The Supreme Court will take a fresh crack Wednesday at a policy Chief Justice John Roberts has never liked—the use of affirmative action in college admissions.
"The way to stop discrimination on the basis of race is to stop discriminating on the basis of race,” Roberts famously wrote in a 2007 ruling. Since then, the Court has moved slowly and incrementally, but always toward, a smaller and smaller role for race-based admissions policies.
The case before the justices Wednesday is a re-tread of one they decided in 2013, Fisher v. University of Texas.

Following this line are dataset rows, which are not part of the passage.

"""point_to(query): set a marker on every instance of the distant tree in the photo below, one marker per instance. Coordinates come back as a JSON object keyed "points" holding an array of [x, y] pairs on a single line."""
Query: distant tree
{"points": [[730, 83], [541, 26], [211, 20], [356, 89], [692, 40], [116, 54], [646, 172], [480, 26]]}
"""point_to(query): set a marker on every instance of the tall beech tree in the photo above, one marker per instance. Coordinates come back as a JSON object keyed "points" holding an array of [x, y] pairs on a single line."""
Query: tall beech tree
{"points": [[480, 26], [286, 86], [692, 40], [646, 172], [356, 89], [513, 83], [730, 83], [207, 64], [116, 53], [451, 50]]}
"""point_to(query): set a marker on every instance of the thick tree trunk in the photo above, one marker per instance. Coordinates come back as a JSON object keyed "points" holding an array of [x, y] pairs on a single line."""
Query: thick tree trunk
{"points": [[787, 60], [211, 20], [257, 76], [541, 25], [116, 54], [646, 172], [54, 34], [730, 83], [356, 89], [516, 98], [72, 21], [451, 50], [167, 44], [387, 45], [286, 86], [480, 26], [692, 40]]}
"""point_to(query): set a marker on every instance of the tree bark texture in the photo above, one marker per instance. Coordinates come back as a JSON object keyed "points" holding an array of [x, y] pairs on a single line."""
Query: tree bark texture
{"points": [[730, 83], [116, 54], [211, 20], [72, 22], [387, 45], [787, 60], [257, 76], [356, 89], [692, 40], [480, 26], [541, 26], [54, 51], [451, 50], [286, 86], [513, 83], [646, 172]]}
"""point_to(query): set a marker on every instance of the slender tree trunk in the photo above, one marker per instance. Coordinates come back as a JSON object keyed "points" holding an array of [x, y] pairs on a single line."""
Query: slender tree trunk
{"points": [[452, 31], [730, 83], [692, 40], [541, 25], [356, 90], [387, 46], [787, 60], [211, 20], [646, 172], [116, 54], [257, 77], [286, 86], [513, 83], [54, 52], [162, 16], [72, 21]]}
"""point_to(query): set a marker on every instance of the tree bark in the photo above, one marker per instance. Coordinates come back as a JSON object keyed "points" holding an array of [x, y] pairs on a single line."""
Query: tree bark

Abigail Fisher didn’t get into the University of Texas, Austin, when she applied seven years ago, and she sued the school, arguing that the school violated her constitutional rights by adopting an admissions policy that gave some preference to minorities. In 2013, when Fisher’s case first came to the Supreme Court, the justices sent it back down to a federal appeals court with instructions to reconsider the Texas admissions program using a specific legal test known as “strict scrutiny.” The lower court said Texas met that standard, and Fisher appealed again to the Supreme Court.
This time around, Justice Anthony Kennedy probably holds the swing vote, and he has been hard to pin down on affirmative-action issues. He has said in the past that diversity is a legitimate interest for public universities to pursue, but the justices have often looked warily at specific programs.